SPHINCS+ is one of the selected post-quantum digital signature schemes of NIST’s postquantum standardization process. The scheme is a hash-based signature and is considered one of the most secure and robust proposals. The proposal includes a fast (but large) variant and a small (but costly) variant for each security level. The main problem that might hinder its adoption is its large signature size. Although SPHINCS+ supports a trade-off between signature size and the computational cost of signing, further reducing the signature size (below the small variants) results in a prohibitively high computational cost for the signer.
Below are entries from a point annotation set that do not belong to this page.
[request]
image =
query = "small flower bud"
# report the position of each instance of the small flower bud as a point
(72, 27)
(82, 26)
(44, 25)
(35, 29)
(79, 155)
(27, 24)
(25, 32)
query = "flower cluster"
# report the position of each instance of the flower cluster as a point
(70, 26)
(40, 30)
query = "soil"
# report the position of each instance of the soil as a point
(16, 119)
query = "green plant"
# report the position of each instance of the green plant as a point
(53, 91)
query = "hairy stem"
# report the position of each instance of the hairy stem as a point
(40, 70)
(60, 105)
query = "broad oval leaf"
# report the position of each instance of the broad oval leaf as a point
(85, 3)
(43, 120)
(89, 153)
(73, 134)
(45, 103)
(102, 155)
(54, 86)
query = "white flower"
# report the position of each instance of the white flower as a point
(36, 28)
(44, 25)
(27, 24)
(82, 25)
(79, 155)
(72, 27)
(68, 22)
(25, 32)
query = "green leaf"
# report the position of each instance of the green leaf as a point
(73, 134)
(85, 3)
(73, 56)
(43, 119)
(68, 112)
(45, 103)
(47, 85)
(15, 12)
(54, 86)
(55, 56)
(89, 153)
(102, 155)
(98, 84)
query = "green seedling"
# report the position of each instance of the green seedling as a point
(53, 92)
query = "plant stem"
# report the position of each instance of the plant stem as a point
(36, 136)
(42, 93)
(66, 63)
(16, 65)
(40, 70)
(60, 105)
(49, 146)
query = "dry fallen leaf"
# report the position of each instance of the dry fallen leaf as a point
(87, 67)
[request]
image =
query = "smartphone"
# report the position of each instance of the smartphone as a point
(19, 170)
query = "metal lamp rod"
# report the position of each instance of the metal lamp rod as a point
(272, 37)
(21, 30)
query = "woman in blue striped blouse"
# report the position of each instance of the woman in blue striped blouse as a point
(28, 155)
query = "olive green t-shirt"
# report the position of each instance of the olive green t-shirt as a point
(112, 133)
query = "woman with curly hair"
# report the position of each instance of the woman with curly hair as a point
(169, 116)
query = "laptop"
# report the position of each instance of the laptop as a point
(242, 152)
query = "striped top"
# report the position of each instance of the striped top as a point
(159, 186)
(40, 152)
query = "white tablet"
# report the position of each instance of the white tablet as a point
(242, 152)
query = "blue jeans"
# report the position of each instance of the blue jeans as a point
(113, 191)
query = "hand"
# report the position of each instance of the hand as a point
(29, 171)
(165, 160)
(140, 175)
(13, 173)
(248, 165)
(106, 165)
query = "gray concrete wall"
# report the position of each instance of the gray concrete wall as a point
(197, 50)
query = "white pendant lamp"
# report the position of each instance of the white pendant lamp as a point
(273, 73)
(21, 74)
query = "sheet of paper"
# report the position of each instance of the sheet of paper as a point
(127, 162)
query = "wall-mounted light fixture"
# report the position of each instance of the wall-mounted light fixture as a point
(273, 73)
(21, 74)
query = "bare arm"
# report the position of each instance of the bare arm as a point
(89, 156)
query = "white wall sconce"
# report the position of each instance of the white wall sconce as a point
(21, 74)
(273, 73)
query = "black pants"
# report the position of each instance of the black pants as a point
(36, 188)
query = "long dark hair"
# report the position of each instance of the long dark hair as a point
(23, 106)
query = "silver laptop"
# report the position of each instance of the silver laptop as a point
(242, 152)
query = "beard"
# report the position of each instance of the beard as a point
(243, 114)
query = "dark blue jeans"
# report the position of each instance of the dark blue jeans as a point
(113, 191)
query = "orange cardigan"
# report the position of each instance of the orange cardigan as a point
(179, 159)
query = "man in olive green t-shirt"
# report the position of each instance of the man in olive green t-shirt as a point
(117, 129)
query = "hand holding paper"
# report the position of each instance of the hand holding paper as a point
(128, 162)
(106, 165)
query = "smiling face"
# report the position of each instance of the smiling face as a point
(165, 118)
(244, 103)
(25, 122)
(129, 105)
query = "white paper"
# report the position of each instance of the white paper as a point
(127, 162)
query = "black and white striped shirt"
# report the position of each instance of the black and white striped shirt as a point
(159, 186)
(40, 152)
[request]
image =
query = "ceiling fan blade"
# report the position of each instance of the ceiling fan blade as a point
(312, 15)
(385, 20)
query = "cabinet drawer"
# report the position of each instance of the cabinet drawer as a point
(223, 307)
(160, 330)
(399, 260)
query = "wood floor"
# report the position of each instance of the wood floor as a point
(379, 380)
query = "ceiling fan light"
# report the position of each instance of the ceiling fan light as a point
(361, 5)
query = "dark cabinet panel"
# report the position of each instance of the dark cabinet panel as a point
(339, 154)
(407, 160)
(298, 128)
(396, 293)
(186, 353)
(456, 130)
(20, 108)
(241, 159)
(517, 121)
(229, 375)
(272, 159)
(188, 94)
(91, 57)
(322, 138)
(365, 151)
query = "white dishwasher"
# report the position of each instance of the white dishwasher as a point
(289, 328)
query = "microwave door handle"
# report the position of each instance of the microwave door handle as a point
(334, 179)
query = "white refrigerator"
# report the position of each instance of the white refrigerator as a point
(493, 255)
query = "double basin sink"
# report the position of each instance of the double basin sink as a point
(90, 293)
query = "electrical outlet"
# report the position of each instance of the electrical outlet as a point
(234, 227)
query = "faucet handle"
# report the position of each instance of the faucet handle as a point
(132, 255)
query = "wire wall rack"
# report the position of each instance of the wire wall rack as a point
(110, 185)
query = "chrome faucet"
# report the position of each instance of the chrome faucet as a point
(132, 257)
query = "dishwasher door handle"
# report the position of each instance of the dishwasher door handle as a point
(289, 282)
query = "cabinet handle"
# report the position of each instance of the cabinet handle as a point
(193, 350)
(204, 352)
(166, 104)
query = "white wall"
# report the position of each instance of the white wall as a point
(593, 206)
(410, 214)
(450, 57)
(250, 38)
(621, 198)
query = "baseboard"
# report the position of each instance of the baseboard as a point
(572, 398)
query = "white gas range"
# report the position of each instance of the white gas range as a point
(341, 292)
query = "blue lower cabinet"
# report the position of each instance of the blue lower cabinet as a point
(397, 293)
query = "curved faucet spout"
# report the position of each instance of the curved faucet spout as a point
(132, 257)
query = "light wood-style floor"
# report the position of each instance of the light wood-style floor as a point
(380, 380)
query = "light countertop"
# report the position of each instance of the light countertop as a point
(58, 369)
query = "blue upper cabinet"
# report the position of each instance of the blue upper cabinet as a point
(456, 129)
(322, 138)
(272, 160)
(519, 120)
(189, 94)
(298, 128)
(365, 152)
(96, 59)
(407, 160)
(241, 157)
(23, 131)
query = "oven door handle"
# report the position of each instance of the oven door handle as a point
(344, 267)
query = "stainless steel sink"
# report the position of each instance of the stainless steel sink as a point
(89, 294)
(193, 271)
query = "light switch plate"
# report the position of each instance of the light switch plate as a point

This paper presents several novel methods for further compressing the signature size while requiring negligible added computational costs for the signer and further reducing verification time. Moreover, our approach enables a much more efficient trade-off curve between signature size and the computational costs of the signer. In many parameter settings, we achieve small signatures and faster running times simultaneously. For example, for 128-bit security, the small signature variant of SPHINCS+ is 7856 bytes long, while our variant is only 6304 bytes long: a compression of approximately 20% while still reducing the signer’s running time. However, other trade-offs that focus, e.g., on verification speed, are possible.
The main insight behind our scheme is that there are predefined specific subsets of messages for which the WOTS+ and FORS signatures (that SPHINCS+ uses) can be compressed, and generation can be made faster while maintaining the same security guarantees. Although most messages will not come from these subsets, we can search for suitable hashed values to sign. We sign a hash of the message concatenated with a counter that was chosen such that the hashed value is in the subset. The resulting signature is both smaller and faster to sign and verify.
Our schemes are simple to describe and implement. We provide an implementation, a theoretical analysis of speed and security, as well as benchmark results.